Ландульф младший
Ландульф, хроник этих историй, происходивший из низкого рода, появился на свет около 1077 г.,
Указывает события того, что в Европе его времени симония понималась как выдача церковной должности светским лицом. Симония активно практиковалась в Европе, тогда как папство переживало тогда глубокий упадок.
«И Гроссолан тут же прибавил, сказав: «Если кто желает сказать что-либо против меня, пусть говорит. И если теперь он промолчит, то у него больше не будет возможности говорить против меня». Когда об этом сообщили пресвитеру Лиутпранду, он в тот же день созвал в церковь святого Павла множество горожан и сказал им:
«Вы видите, что мне из-за имени Христова отрезали нос и уши; за это мне обещана великая награда 66, если я буду упорствовать до конца. Так вот, из любви к Христу и ради вашего спасения и мира я прошу вас обратить внимание на меня и на то, что я вам скажу». Когда он сказал это и многое, что было славно сказано и славно прозвучало, главным образом, против симонии, то высказал такое обвинение: «Гроссолан, который считается архиепископом, повинен в симонии за Миланское архиепископство через подношение от руки, подношение от языка, подношение от угодливости».
«Гроссолан, водворив тишину в народе, обратился к людям с такой речью: «Слушайте, как я в трёх словах одержу верх над этим человеком и посрамлю его». И сказал пресвитеру: «Ты обвинил меня в симонии через подаяние от руки. Скажи теперь: Кому я дал?». Тогда пресвитер обратил взгляд на народ и, указав пальцем на тех трёх человек, которые стояли на трибуне, сказал:
«Они не хотели внимать, отворотились от Меня, и уши свои отяготили, чтобы не слышать. И сердце свое окаменили, чтобы не слышать закона и слов»
(Зах.7:11-12)
«Посмотрите на трёх величайших дьяволов, которые считают, что посрамили меня своим умом и деньгами. Но разве тот дьявол, который уговорил его стать симониаком из-за денег, не может уговорить его дать ещё большие деньги и скрыть истину, лишив меня мирских свидетелей и судей? И разве вы не знаете, что ради того, чтобы избежать хитрости дьявола и дурных людей, я избрал судьёй самого Бога, которого нельзя обмануть в суде ни с помощью денег, ни иным образом? Если вы хотите обратиться к Его суду, то я готов сделать то, что обещал».
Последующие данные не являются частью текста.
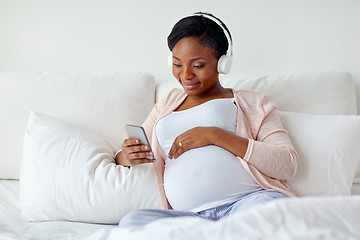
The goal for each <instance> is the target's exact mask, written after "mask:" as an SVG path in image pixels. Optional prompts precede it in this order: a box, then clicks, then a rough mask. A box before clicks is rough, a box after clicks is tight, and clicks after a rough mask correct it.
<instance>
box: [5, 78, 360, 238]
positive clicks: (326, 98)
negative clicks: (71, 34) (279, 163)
mask: <svg viewBox="0 0 360 240" xmlns="http://www.w3.org/2000/svg"><path fill="white" fill-rule="evenodd" d="M0 83H1V85H2V87H1V88H0V109H1V111H0V116H1V117H0V128H1V129H0V130H1V133H2V135H1V136H0V143H1V144H0V145H1V149H0V152H1V156H0V175H1V176H0V178H1V180H0V212H1V214H0V239H109V240H111V239H127V240H128V239H360V230H359V229H360V215H359V212H360V184H359V183H360V174H359V173H360V172H359V169H358V165H359V161H360V151H359V149H358V136H359V134H360V117H359V116H358V115H357V110H356V94H355V86H354V82H353V79H352V77H351V75H350V74H349V73H347V72H341V71H340V72H339V71H326V72H302V73H293V74H286V75H285V74H284V75H268V76H260V77H257V78H251V79H232V80H226V81H223V84H224V86H226V87H232V88H235V89H236V88H242V89H254V90H257V91H262V92H265V93H266V94H268V95H269V96H270V97H271V98H272V99H273V101H274V102H275V103H276V104H277V106H278V110H279V114H280V117H281V119H282V122H283V125H284V128H285V129H286V130H287V131H288V132H289V136H290V138H291V140H292V141H293V143H294V146H295V148H296V150H297V151H298V154H299V160H300V162H299V168H298V172H297V174H296V176H295V178H294V179H292V180H290V181H289V184H290V185H291V187H292V188H293V189H294V190H295V191H296V192H297V193H298V195H299V197H298V198H288V199H282V200H278V201H274V202H270V203H267V204H265V205H262V206H258V207H256V208H254V209H252V210H250V211H248V212H243V213H239V214H236V215H234V216H231V217H228V218H225V219H223V220H220V221H217V222H211V221H207V220H203V219H194V218H176V219H163V220H159V221H156V222H153V223H151V224H149V225H147V226H145V227H138V228H127V229H120V228H118V227H117V225H116V224H117V222H118V221H119V220H120V219H121V217H122V216H123V215H124V214H126V213H127V212H129V211H132V210H135V209H139V208H157V207H159V202H158V199H157V195H156V189H155V183H154V181H153V178H152V168H151V165H150V164H145V165H143V166H139V167H135V168H132V169H127V168H124V167H121V166H115V164H114V162H113V154H114V152H115V151H116V150H117V149H118V148H119V147H120V143H121V142H122V140H123V139H124V138H125V137H126V134H125V131H124V127H123V126H124V125H125V124H126V123H133V124H141V123H142V121H144V119H145V118H146V116H147V114H148V113H149V112H150V110H151V108H152V106H153V105H154V103H155V102H156V101H158V100H159V99H160V98H162V97H163V96H164V95H165V94H166V93H167V92H168V91H169V90H170V89H172V88H174V87H178V86H177V85H176V83H174V82H157V81H156V80H155V79H154V77H153V76H152V75H150V74H148V73H144V72H130V73H108V74H89V73H44V72H37V73H34V72H32V73H28V72H2V73H0ZM49 83H51V84H49ZM129 103H131V104H129ZM54 106H56V108H54ZM308 129H311V131H308Z"/></svg>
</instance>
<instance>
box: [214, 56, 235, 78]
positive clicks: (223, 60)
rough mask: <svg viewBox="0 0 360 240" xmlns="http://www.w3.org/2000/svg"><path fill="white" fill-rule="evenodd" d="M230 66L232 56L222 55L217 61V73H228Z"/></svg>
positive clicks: (222, 73)
mask: <svg viewBox="0 0 360 240" xmlns="http://www.w3.org/2000/svg"><path fill="white" fill-rule="evenodd" d="M231 66H232V56H228V55H222V56H221V57H220V59H219V61H218V66H217V70H218V73H222V74H228V73H229V72H230V70H231Z"/></svg>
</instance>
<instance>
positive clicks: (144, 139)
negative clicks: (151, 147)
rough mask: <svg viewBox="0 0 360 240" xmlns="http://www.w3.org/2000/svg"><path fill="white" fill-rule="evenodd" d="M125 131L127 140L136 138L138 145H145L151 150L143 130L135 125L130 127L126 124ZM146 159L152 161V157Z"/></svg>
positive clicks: (137, 126)
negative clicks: (147, 146) (129, 138)
mask: <svg viewBox="0 0 360 240" xmlns="http://www.w3.org/2000/svg"><path fill="white" fill-rule="evenodd" d="M125 129H126V132H127V134H128V137H129V138H137V139H139V140H140V144H145V145H148V146H149V150H150V151H152V150H151V146H150V143H149V140H148V138H147V136H146V133H145V130H144V128H143V127H142V126H137V125H131V124H126V125H125ZM147 158H148V159H153V158H154V157H147Z"/></svg>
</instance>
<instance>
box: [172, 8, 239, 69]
mask: <svg viewBox="0 0 360 240" xmlns="http://www.w3.org/2000/svg"><path fill="white" fill-rule="evenodd" d="M196 16H200V17H205V18H207V19H210V20H211V21H213V22H215V23H216V24H217V25H218V26H220V27H221V29H222V30H223V32H224V34H225V37H226V38H227V40H228V49H227V51H226V54H224V55H222V56H221V57H220V58H219V60H218V65H217V71H218V73H222V74H228V73H229V72H230V69H231V66H232V55H233V51H232V39H231V35H230V32H229V30H228V29H227V28H226V26H225V24H224V23H223V22H222V21H221V20H220V19H218V18H217V17H215V16H213V15H211V14H209V13H202V12H197V13H194V14H191V15H188V16H186V17H183V18H182V19H184V18H187V17H196ZM180 21H181V20H180ZM168 63H169V65H170V66H172V53H171V52H170V54H169V56H168Z"/></svg>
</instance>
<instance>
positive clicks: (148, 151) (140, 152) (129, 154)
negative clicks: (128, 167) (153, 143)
mask: <svg viewBox="0 0 360 240" xmlns="http://www.w3.org/2000/svg"><path fill="white" fill-rule="evenodd" d="M139 143H140V141H139V139H136V138H129V139H126V140H125V141H124V142H123V144H122V151H121V152H120V153H119V154H118V155H117V156H116V162H117V163H118V164H120V165H123V166H126V167H130V166H136V165H138V164H142V163H152V162H154V161H155V158H154V159H148V158H147V157H153V156H154V154H153V152H151V151H149V146H148V145H140V144H139Z"/></svg>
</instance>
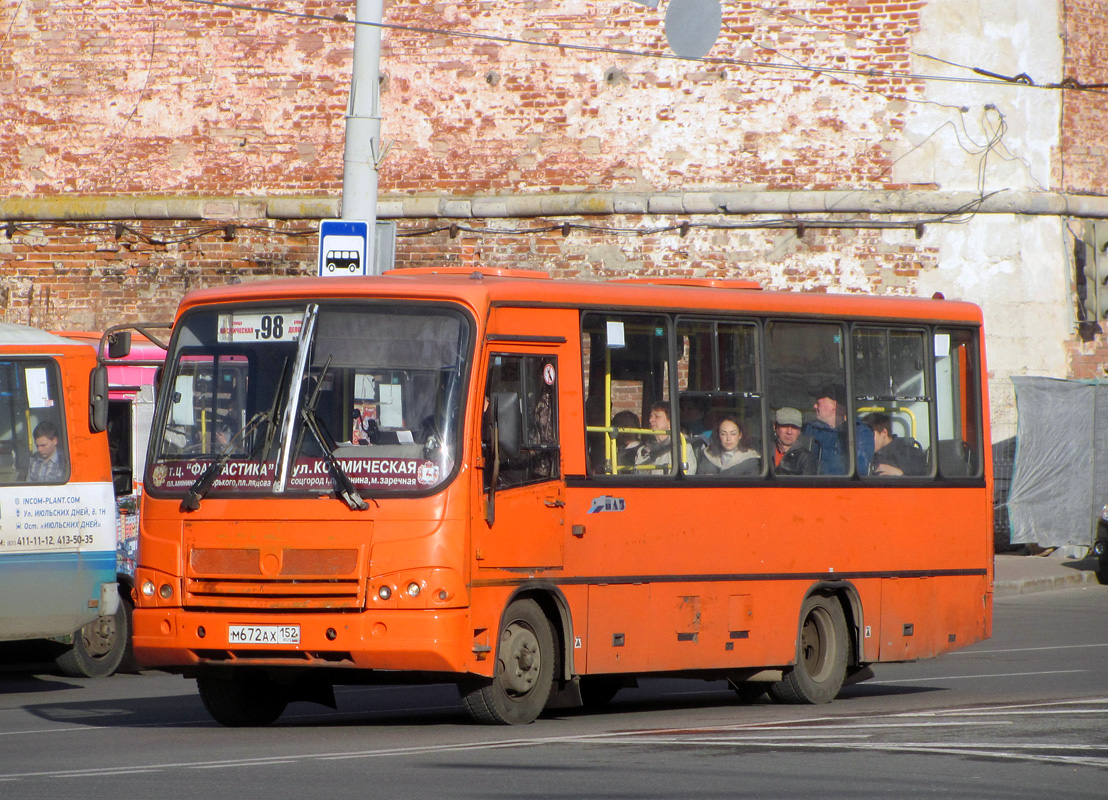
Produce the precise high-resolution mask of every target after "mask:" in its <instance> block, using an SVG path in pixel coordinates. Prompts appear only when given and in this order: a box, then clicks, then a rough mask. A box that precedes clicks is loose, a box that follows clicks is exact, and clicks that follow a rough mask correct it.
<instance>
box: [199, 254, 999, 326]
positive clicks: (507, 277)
mask: <svg viewBox="0 0 1108 800" xmlns="http://www.w3.org/2000/svg"><path fill="white" fill-rule="evenodd" d="M406 271H408V270H404V269H394V270H390V271H389V273H386V274H384V275H381V276H368V277H346V278H281V279H276V280H259V281H250V283H245V284H236V285H234V286H223V287H216V288H208V289H199V290H196V291H192V293H189V294H188V295H186V296H185V298H184V299H183V300H182V302H181V307H179V309H178V314H181V312H183V311H184V310H186V309H188V308H192V307H194V306H201V305H207V304H213V302H249V301H259V302H265V301H281V300H284V301H287V300H294V301H296V300H310V299H315V298H328V299H330V298H345V299H359V298H371V297H387V298H397V299H445V300H455V301H461V302H464V304H468V305H470V306H471V307H472V308H473V309H475V310H478V311H482V310H483V309H485V308H488V307H489V306H503V305H516V306H542V307H558V306H561V307H571V308H604V309H618V308H625V309H634V308H654V309H663V308H665V309H678V310H688V311H691V312H705V311H730V312H747V314H765V315H781V316H831V317H835V316H839V317H863V318H876V319H888V318H893V319H917V320H950V321H961V322H972V324H977V325H979V324H981V321H982V314H981V309H979V308H978V307H977V306H975V305H974V304H971V302H963V301H957V300H945V299H941V298H919V297H874V296H872V295H862V294H824V293H799V291H762V290H761V289H757V288H752V286H751V284H750V281H742V280H735V281H733V288H731V287H728V288H722V286H724V285H726V284H727V281H721V280H712V281H706V280H704V279H696V278H693V279H689V280H688V283H687V284H685V283H683V281H681V280H679V279H676V278H673V277H665V278H659V279H658V283H649V279H646V280H643V279H638V280H635V281H616V280H612V281H606V283H605V281H595V280H566V279H551V278H548V277H546V274H545V273H535V274H534V277H530V276H527V277H521V275H520V271H521V270H495V269H472V268H463V267H462V268H460V267H453V268H451V267H444V268H441V269H418V270H417V269H412V270H411V271H410V274H407V275H406ZM706 283H707V284H710V285H709V286H705V284H706Z"/></svg>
Гроссолан ему: «Скажи теперь, о какой симонии ты говоришь?». Пресвитер ему: «Теперь ты скажи: Хороша ли она?». Гроссолан немного помолчал и сказал: «Есть симония, которая не отменяет симонию». Пресвитер: «Я говорю о той, которая отстраняет аббата от аббатства, епископа – от епископства, архиепископа – от архиепископства, в котором он пребывает».
И, когда он удовлетворил всех этими словами, то услышал, как народ закричал: «Выходите не суд! Выходите на суд!». И под эти усиливающиеся крики пресвитер, хотя и старик, спрыгнул с камня, содержащего изображение Геркулеса, и вместе с народом пришёл на поле, где были сложены груды дров. Пока разводили огонь и поджигали дрова, пресвитер сказал стоявшим вокруг людям:
«Вы не видите священника, помимо меня, который благословил бы ради меня этот огонь; но видите грамоту, которую я держу и в которой содержатся святые слова и знаки святого креста. И я, служитель, произнесу эти слова и совершу эти знамения, и Бог, который является моим господином, благословит свыше огонь». И люди, услышав и ясно это поняв, сказали: «Аминь».
И когда он произносил эти слова и творил знамения вокруг огня, кропил святой водой и совершил курение, а Гроссолан стоял там рядом, сомнения по поводу слов клятвы возникли у Гроссолана и у Ариальда из Меленьяно, который был как бы могущественным главой у Гроссолана и распорядителем суда, ожидавшим, что пресвитер или погибнет в огне, или от сильного страха возвратится к своему господину Гроссолану.
Ибо он сказал Берарду, судье из Асти, что испытание будет считаться не выдержанным пресвитером не только в случае его смерти, но и в случае любого повреждения от огня на его теле: «Не дай Бог, будет какой-то ущерб. Но я тем более прославлю огонь, что он ещё издали выжжет глаза на его голове, а в самом огне истлеет его пылающий пепел». Однако когда пресвитер увидел, что те сомневаются в словах клятвы, он сказал им: «Позвольте мне, и я это славно улажу. Я не окончу клятву, пока не скажу того, что вас удовлетворит».
И он тут же схватил с их согласия шапку Гроссолана и, потрясая ею, сказал: «Вот этот Гроссолан, который под сей шапкой, – я говорю не о ком-то другом, – повинен в симонии за Миланское архиепископство через подношение от руки, подношение от языка, подношение от угодливости».